Data analytics is the process of analysing raw data to find meaningful, actionable insights, which can be used to inform and drive better decisions.

What Are The Main Types of Data Analytics?

There are four main types of analytics, Descriptive, Diagnostic, Predictive, and Prescriptive.

What Can Using Public Sector Data Be Helpful For?

  • Identifying specific cases from a wider group
  • Prioritising cases based on risk or need
  • Creating early warning tools
  • Making better and more efficient decisions
  • Optimising resource allocation

What Are Some of the Barriers to Using Public Sector Data For Analytics?

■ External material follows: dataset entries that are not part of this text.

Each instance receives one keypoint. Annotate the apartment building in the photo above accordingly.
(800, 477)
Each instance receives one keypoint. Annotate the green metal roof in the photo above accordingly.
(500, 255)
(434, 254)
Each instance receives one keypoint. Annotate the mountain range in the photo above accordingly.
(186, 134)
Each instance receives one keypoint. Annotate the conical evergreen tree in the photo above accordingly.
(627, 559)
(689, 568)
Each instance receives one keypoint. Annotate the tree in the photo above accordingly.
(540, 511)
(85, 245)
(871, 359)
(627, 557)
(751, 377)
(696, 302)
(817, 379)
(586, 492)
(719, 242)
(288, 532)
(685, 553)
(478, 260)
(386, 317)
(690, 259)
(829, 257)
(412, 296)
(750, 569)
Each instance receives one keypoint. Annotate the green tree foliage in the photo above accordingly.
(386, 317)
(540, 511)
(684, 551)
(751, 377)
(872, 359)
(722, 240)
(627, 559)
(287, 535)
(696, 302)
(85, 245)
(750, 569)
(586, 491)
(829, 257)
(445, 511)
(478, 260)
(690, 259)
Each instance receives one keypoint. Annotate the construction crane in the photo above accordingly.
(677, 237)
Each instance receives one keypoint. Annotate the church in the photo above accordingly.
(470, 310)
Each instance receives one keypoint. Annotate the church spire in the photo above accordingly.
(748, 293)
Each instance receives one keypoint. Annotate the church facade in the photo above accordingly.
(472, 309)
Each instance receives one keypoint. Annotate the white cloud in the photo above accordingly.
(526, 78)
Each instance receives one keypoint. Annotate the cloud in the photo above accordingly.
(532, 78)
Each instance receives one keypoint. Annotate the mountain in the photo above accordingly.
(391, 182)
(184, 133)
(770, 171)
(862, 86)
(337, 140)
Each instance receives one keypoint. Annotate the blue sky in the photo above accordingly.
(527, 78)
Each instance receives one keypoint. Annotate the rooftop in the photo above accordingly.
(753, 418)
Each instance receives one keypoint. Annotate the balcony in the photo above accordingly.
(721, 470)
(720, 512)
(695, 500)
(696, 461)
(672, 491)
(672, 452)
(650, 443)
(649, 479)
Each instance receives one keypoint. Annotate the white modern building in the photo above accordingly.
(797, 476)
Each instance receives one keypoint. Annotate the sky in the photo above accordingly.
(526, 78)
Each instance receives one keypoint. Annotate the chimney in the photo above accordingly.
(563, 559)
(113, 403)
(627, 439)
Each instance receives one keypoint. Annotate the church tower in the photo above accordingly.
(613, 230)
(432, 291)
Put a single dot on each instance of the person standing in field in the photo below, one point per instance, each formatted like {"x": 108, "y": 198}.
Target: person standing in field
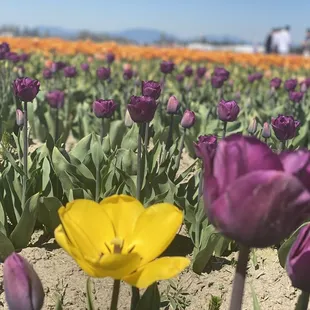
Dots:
{"x": 284, "y": 41}
{"x": 307, "y": 43}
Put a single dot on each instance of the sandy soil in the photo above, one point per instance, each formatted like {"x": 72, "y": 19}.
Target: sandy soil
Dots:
{"x": 60, "y": 275}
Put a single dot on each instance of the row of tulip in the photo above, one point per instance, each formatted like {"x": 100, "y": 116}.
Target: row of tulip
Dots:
{"x": 253, "y": 190}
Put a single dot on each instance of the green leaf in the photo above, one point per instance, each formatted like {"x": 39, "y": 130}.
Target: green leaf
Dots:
{"x": 22, "y": 232}
{"x": 96, "y": 151}
{"x": 150, "y": 300}
{"x": 89, "y": 299}
{"x": 6, "y": 247}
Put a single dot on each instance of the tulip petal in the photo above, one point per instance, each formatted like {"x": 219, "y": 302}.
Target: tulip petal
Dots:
{"x": 261, "y": 208}
{"x": 113, "y": 265}
{"x": 154, "y": 231}
{"x": 237, "y": 155}
{"x": 123, "y": 212}
{"x": 160, "y": 269}
{"x": 87, "y": 226}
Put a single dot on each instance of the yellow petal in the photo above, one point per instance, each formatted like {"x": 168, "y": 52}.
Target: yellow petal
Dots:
{"x": 123, "y": 212}
{"x": 87, "y": 226}
{"x": 115, "y": 266}
{"x": 160, "y": 269}
{"x": 155, "y": 229}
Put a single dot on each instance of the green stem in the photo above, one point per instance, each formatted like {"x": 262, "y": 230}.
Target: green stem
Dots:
{"x": 114, "y": 300}
{"x": 139, "y": 163}
{"x": 135, "y": 297}
{"x": 303, "y": 301}
{"x": 180, "y": 150}
{"x": 224, "y": 129}
{"x": 146, "y": 136}
{"x": 25, "y": 155}
{"x": 169, "y": 139}
{"x": 56, "y": 124}
{"x": 239, "y": 279}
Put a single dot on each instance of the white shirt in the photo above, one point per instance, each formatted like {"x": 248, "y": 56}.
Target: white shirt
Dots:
{"x": 282, "y": 40}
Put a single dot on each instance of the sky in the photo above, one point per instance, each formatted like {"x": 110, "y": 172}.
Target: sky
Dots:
{"x": 246, "y": 19}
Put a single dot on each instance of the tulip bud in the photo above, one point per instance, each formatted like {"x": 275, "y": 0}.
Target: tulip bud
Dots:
{"x": 22, "y": 286}
{"x": 266, "y": 133}
{"x": 104, "y": 108}
{"x": 284, "y": 127}
{"x": 228, "y": 110}
{"x": 173, "y": 105}
{"x": 252, "y": 126}
{"x": 128, "y": 120}
{"x": 151, "y": 89}
{"x": 297, "y": 264}
{"x": 188, "y": 119}
{"x": 19, "y": 117}
{"x": 26, "y": 88}
{"x": 70, "y": 72}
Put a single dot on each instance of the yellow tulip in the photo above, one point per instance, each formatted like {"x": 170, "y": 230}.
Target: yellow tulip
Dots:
{"x": 119, "y": 238}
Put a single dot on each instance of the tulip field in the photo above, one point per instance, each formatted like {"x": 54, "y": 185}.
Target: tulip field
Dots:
{"x": 142, "y": 166}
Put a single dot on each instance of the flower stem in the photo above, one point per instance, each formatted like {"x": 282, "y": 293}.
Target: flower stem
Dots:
{"x": 56, "y": 124}
{"x": 177, "y": 165}
{"x": 139, "y": 162}
{"x": 25, "y": 155}
{"x": 146, "y": 136}
{"x": 114, "y": 300}
{"x": 224, "y": 129}
{"x": 135, "y": 297}
{"x": 169, "y": 139}
{"x": 303, "y": 300}
{"x": 238, "y": 285}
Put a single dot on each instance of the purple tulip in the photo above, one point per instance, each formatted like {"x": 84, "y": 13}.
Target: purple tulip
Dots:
{"x": 110, "y": 57}
{"x": 188, "y": 71}
{"x": 13, "y": 57}
{"x": 173, "y": 105}
{"x": 266, "y": 132}
{"x": 205, "y": 146}
{"x": 275, "y": 83}
{"x": 85, "y": 67}
{"x": 297, "y": 264}
{"x": 151, "y": 89}
{"x": 248, "y": 196}
{"x": 70, "y": 72}
{"x": 166, "y": 67}
{"x": 201, "y": 71}
{"x": 290, "y": 85}
{"x": 284, "y": 127}
{"x": 26, "y": 89}
{"x": 222, "y": 72}
{"x": 127, "y": 74}
{"x": 296, "y": 96}
{"x": 217, "y": 81}
{"x": 188, "y": 119}
{"x": 104, "y": 108}
{"x": 55, "y": 99}
{"x": 19, "y": 118}
{"x": 180, "y": 78}
{"x": 103, "y": 73}
{"x": 58, "y": 66}
{"x": 227, "y": 111}
{"x": 47, "y": 74}
{"x": 24, "y": 57}
{"x": 142, "y": 109}
{"x": 22, "y": 286}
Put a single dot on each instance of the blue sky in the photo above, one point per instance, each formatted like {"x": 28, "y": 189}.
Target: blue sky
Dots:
{"x": 247, "y": 19}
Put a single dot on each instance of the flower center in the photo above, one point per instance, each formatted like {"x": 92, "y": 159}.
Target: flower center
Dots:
{"x": 118, "y": 244}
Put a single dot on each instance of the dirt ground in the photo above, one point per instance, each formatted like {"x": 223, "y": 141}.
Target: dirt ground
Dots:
{"x": 60, "y": 275}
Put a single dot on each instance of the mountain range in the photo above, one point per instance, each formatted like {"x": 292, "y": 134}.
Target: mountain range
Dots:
{"x": 139, "y": 35}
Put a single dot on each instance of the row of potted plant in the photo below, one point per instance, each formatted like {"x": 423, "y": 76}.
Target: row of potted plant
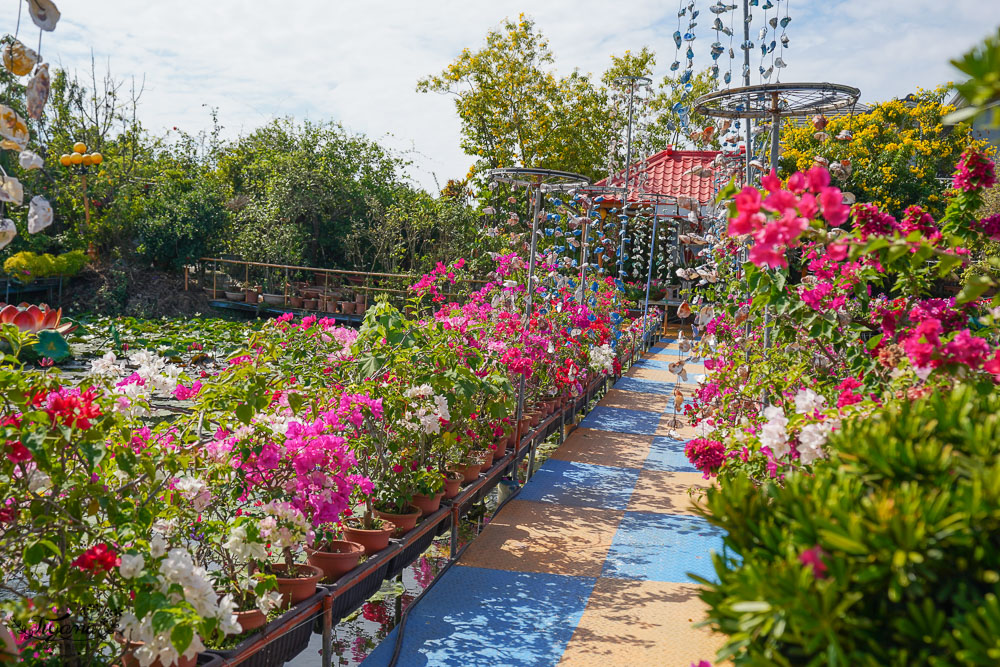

  • Records are often only recorded on paper
  • Records are digitised, but in hard-to-analyse formats like PDF files
  • Data is recorded inconsistently
  • Records about the same person or thing lack a common unique identifier
  • Records are unknowingly duplicated

Analytics Blogs

Here’s five data and analytics trends we expect to see more of in public sector analytics:

  1. Internet of Things (IoT)

IoT allows organisations to connect and integrate data from various devices, and automatically apply analytics to them, reducing time to action, and improving understanding of what interventions will help service users.

With significant use of personal devices such as smartwatches that collect medical data, analysts can assess patients’ risk of health decline in real time.

  1. Predictive Analytics

Organisations can embed predictive algorithms to forecast demand and provide an evidence base to understand where and when to best deploy resources to optimise outcomes and maximise return on investment.

  1. Augmented analytics

Augmented analytics can generate the insights needed for evidence-based decision-making at all levels across organisations. Powered by Machine Learning (ML) and Artificial Intelligence (AI), augmented analytics can provide real-time, easily consumable data and contextual suggestions for relevant insights.

  1. Synthetic data

Synthetic data is artificially generated by computer programmes and algorithms instead of real-world events. This has the significant benefit of eradicating any personally identifiable data, meaning organisations will use it to undertake advanced analysis and enhanced simulation modelling on datasets without having to overcome data protection and information governance constraints.

  1. Conversational AI and Natural Language Processing

Natural Language Processing (NLP) and Conversational AI enable organisations to easily analyse any unstructured text data for trends and insights that are hard to notice with the human eye.